The T - V diagram is a clearer way of visualizing it. If I draw a vertical line (since V remains constant) the position 2 will fall out of the bounds of the saturated vapor and into those of superheated vapor.

I also found an easier way of evaluating these things. According to a diagram I found online, If V1 < V2_f, it will be supercooled liquid. For V2_f < V1 < V2_g it will be saturated mixture. For V1 > V2_g it will be superheated vapor. I haven't tried this method out on any other examples, but if it works it will definitely help simplify things for me. Thanks again guys, I really appreciate it.

 

[rezeew]

I would like to provide some clarification on the concept of saturated mixture and superheated vapor. A saturated mixture is a two-phase system where both liquid and vapor phases exist in equilibrium at a given temperature and pressure. This means that the system is at its boiling point and any additional heat added will result in a phase change (either more liquid turning into vapor or vice versa). In this case, the substance is a saturated mixture at 260 F with a quality of 0.6.

As the heat transfer continues and the temperature increases, the substance will reach its critical point (where the liquid and vapor phases can no longer be distinguished) and enter the superheated vapor region. This means that the substance is now completely in the vapor phase and any additional heat added will result in an increase in temperature without a phase change. In this case, the substance becomes a superheated vapor at 320 F.

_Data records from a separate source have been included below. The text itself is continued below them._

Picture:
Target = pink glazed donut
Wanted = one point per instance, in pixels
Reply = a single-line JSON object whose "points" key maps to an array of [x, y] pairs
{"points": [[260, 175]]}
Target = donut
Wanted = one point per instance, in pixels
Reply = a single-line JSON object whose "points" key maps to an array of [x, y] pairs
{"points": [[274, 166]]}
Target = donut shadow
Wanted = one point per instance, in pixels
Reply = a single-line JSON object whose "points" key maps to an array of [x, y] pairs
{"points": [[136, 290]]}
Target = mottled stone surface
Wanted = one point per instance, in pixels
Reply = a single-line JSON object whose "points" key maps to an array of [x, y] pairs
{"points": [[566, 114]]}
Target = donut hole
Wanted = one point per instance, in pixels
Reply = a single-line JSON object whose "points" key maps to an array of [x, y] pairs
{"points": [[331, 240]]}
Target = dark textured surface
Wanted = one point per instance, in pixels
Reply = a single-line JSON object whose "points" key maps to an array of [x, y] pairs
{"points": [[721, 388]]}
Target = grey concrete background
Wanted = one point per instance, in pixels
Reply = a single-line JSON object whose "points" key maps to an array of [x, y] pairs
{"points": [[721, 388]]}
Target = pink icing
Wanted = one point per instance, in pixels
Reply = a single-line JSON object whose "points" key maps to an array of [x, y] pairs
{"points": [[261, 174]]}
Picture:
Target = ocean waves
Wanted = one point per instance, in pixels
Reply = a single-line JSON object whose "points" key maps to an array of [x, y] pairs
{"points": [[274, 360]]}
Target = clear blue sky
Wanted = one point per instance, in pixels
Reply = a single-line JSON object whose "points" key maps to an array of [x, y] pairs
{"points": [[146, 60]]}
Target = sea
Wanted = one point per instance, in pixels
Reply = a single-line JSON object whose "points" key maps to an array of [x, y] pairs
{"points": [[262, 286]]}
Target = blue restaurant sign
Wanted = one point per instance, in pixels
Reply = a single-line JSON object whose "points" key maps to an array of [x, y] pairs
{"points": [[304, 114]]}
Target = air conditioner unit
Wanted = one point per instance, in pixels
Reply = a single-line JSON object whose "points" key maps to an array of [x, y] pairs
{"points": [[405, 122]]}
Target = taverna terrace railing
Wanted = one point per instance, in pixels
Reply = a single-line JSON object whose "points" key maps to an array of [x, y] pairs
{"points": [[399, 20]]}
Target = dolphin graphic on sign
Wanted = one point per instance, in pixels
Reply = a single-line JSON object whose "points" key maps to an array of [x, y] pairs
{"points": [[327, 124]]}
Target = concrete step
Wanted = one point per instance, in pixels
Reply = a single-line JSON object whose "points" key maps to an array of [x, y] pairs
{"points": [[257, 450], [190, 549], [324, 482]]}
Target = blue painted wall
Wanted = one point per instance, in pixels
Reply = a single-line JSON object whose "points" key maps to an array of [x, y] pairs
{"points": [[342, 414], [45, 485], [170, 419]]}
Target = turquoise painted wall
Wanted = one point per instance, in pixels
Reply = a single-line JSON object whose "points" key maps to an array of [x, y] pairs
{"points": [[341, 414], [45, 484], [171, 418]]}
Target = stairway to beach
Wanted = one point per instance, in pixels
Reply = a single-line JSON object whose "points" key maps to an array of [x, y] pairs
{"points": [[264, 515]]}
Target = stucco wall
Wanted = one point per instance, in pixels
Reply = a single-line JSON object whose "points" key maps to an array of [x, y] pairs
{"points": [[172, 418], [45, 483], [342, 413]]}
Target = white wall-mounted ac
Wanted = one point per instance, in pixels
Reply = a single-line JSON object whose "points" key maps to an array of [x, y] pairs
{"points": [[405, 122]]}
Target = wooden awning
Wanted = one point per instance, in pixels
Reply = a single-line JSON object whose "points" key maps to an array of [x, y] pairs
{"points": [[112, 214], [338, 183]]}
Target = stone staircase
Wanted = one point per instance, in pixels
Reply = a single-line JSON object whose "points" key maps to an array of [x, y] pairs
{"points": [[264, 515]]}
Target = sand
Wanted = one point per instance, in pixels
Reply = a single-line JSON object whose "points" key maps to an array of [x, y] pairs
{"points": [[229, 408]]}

The specific volume of the substance will decrease as it transitions from a saturated mixture to a superheated vapor, as you have observed. This is because the molecules in the vapor phase are now further apart and have more energy, resulting in a lower density.

To determine the mass of vapor initially in the tank and the final pressure, you can use the ideal gas law (PV = mRT) and the definition of quality (x = m_vapor/m_total) to solve for the mass of vapor and the final pressure. I would also recommend using a thermodynamic chart or table to verify your calculations.